Yup. For most of us they are the fundamental foundation of what we call "principals". They are also what we tend to describe as "street smarts", "The Zone", or in science we call them "postulates". Jefferson called them truths to be held self evident. Euclid held that parallel lines never intersect and served the world quite well for several hundred years. However, we should always question our beliefs, if only to greater understand exactly what they are. And in a lead up to war we should assuredly question our beliefs. Questioning beliefs however amongst those selling them is rarely encouraged.

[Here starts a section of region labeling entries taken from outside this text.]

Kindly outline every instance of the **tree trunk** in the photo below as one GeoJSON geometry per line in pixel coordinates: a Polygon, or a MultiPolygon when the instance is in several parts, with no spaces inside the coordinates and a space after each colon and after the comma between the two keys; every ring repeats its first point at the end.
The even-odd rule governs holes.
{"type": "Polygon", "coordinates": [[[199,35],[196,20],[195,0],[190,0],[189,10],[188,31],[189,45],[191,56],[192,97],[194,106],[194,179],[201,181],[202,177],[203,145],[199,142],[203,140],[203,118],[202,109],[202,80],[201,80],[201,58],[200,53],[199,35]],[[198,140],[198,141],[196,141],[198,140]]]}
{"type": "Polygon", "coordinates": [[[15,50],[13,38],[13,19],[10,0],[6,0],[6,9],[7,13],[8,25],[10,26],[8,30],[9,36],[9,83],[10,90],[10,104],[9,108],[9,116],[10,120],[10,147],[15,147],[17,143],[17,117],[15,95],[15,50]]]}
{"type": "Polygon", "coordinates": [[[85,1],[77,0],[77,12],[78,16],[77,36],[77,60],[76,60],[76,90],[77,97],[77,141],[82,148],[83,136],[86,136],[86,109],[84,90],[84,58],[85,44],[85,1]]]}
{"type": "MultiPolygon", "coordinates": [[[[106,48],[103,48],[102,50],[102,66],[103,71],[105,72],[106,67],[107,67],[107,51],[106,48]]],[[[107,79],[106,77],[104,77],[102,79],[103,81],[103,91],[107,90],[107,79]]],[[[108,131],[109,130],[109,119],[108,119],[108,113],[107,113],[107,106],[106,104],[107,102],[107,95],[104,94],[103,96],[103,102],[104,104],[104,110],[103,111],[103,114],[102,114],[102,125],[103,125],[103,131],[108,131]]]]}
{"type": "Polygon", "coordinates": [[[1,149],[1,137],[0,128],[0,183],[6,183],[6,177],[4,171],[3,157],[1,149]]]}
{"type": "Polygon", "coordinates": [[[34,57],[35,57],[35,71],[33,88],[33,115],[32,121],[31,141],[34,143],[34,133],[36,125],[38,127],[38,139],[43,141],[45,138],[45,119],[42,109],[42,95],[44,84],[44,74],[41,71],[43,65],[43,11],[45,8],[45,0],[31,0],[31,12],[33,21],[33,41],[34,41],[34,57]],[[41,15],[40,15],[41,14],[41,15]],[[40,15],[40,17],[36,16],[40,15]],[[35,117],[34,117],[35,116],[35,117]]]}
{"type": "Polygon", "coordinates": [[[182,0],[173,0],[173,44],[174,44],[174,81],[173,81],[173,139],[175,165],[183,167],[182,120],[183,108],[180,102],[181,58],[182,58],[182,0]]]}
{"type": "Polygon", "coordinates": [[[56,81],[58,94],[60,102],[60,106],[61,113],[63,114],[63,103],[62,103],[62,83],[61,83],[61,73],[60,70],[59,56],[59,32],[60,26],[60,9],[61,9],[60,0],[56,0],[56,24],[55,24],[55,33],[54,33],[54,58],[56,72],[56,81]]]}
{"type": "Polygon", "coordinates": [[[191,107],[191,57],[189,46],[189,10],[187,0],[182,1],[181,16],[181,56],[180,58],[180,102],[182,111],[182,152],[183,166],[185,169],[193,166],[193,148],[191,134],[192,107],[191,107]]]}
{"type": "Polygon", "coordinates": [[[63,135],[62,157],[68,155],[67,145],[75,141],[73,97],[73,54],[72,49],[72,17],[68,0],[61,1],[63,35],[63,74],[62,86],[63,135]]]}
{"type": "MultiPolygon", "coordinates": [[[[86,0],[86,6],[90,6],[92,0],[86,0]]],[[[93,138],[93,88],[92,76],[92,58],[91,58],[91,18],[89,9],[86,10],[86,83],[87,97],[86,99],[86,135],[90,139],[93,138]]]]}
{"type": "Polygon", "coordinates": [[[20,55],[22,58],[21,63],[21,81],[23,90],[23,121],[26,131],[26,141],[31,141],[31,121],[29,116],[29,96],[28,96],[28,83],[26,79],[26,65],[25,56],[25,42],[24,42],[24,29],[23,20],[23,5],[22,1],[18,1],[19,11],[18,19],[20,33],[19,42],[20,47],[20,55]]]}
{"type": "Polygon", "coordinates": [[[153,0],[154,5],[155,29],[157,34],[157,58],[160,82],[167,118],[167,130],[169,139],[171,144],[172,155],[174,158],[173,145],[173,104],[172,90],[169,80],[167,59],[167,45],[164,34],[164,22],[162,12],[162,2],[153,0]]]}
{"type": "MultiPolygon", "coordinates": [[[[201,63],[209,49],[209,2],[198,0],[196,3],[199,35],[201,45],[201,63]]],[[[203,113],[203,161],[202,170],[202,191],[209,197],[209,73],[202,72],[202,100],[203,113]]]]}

Furthermore, beliefs tend to be ours alone, and we should suffer the consequences alone. When involving in governance, we should not deal in belief, but in demonstrable, defendable, arguments. It's called "making your case" and this paricular administration has shown a particular tendency to not wanting to have to "make their case", in court or in public. Our faith can lead us to seek to make cases for their conclusions, but they should not BE the basis of our arguments. And in choosing leaders, it is a real mistake to choose them based upon "shared beliefs". For predominately what you will probably share is your own short comings. Picking folks who share your arguments is probably a better guide, for you AND them.
OK, well, this is interesting. I think now I can slice this a little finer than you have.
"Belief," that is, coalesced opinion, is not the same thing as intuitive knowledge, i.e. "street smarts" or "The Zone." The two are distinct. Also separate are the postulates that we accept as a basis for theoretical investigation. These are three distinct phenomena that we should not conflate.
Euclid's definition of parallel lines is still useful as a postulate, despite having been superseded in certain areas of investigation. Ditto Newton's principles, the ideal gas law, etc. When a postulate becomes a belief, that is, something that is assumed to be true rather than something that is simply assumed, it becomes a hindrance to understanding.
Though intuitive knowledge (and the "organs" of perception used to detect it) has been studied in great detail for many centuries, particularly in some of the countries which we are now gleefully destroying, it is only very recently in the West that this idea has become respectable. The idea was one that pursuers of "Artificial Intelligence" ran up against, and found occasion to write extensively about.
Western philosophers call intuitive knowledge "qualia," though humorously, their efforts to hammer the idea of intuitive knowledge into the existing framework of their beliefs about how the universe is perceived has rendered most of their expositions on the subject largely incoherent.
Certain highly respected thinkers of the East have explained the phenomenon much more clearly. One of them, an Aghan who died in 1996, even did so in English. His name was Idries Shah, for anyone who is interested in what he had to say about this and many other subjects.